Chronic Pain

  1. In a patient with chronic pain:
    1. Establish the etiology
    2. Reassess and periodically review the etiology (e.g., previously undisclosed abuse, evolution of the underlying cause)
    3. Periodically look for potential comorbidities or complications, particularly mental illness and addictions
  2. In a patient with chronic pain who complains of significantly increased pain, search for an alternative etiology (e.g., malignancy, addiction, diversion) as you cannot assume that the original cause of the pain is the reason for the exacerbation.
  3. In a patient in whom you did not make the initial diagnosis of chronic pain:
    1. Establish an effective relationship
    2. Verify the diagnosis
    3. Clarify goals of treatment and plans for management
  4. In managing a patient with chronic pain:
    1. Use shared decision-making
    2. Engage other professionals in this care when appropriate
  5. In a patient with chronic pain:
    1. Comprehensively document the assessment, plan, goals, and prescription details
    2. Make the treatment plan appropriately accessible (e.g., to the patient, team members, emergency department, on-call doctors, pharmacy)
  6. When prescribing medications with abuse potential in a patient with chronic pain where you have no established relationship or insufficient records, be prudent in your prescribing (e.g., limit doses, document reasons, check for double doctoring).
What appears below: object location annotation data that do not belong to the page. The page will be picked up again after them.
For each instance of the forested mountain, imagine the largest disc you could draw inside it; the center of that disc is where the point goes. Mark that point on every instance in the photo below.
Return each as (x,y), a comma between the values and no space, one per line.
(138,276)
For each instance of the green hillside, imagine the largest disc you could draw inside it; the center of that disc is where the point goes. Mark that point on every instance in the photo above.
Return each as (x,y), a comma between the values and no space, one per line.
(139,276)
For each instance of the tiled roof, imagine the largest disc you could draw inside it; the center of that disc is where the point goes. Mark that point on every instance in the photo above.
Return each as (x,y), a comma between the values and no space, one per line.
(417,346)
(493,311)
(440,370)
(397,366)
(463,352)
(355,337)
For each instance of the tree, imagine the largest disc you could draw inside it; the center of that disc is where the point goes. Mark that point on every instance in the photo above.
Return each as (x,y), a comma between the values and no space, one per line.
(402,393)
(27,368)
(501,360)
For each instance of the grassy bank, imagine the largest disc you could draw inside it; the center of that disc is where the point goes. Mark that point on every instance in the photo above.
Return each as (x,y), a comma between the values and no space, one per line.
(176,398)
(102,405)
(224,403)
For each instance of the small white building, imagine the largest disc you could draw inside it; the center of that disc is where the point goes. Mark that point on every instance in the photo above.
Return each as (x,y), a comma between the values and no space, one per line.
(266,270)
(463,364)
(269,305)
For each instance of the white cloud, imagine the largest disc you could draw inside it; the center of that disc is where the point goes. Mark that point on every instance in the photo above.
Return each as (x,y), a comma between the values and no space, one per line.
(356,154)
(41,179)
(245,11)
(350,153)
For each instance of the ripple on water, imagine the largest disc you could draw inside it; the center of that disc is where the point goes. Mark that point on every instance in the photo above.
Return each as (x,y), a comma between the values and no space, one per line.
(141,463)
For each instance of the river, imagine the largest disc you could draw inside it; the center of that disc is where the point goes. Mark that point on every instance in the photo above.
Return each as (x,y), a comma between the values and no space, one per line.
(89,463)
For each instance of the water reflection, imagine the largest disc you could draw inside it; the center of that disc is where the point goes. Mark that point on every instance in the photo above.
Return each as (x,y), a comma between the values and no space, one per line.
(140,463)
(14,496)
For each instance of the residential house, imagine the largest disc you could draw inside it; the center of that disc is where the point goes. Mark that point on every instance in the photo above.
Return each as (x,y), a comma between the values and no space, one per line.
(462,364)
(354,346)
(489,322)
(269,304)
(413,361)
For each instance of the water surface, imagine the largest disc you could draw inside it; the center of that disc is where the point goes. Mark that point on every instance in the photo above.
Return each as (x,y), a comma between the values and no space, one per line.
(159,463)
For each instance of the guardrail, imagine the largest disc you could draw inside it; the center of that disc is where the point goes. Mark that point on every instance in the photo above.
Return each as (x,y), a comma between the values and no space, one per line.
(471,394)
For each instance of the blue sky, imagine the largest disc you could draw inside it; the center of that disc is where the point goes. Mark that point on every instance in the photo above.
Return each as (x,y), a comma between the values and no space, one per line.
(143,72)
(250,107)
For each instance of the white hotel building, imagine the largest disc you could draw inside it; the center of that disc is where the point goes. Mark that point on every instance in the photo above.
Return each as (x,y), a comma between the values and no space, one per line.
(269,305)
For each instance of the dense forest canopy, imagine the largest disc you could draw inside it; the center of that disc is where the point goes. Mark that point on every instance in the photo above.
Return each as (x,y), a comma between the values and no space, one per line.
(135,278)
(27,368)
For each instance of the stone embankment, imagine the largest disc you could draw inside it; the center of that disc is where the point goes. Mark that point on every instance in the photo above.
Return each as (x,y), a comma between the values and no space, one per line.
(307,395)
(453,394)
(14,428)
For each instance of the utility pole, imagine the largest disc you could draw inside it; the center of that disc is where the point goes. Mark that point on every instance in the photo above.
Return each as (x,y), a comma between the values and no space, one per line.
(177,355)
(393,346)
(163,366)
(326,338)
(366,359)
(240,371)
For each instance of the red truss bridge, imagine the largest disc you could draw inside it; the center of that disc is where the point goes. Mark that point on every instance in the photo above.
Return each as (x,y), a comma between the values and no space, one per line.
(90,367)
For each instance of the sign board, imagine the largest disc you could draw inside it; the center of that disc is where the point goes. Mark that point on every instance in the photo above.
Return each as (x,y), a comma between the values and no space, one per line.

Do not simply provide or refuse to prescribe.
  7. Use a written treatment contract with realistic consequences (e.g., limiting prescribed quantities/carries) when prescribing medications with abuse potential to a patient with chronic pain.
  8. When a patient with chronic pain has breached a contract:
    1. Manage your own emotions
    2. Address the possible impact on your staff and team
    3. Apply or judiciously amend the contract (e.g., not putting a patient into immediate withdrawal)
  9. In a patient with chronic pain and addiction who presents with a destabilization of behaviour, carefully identify the etiology and contributing factors to adapt your management plan.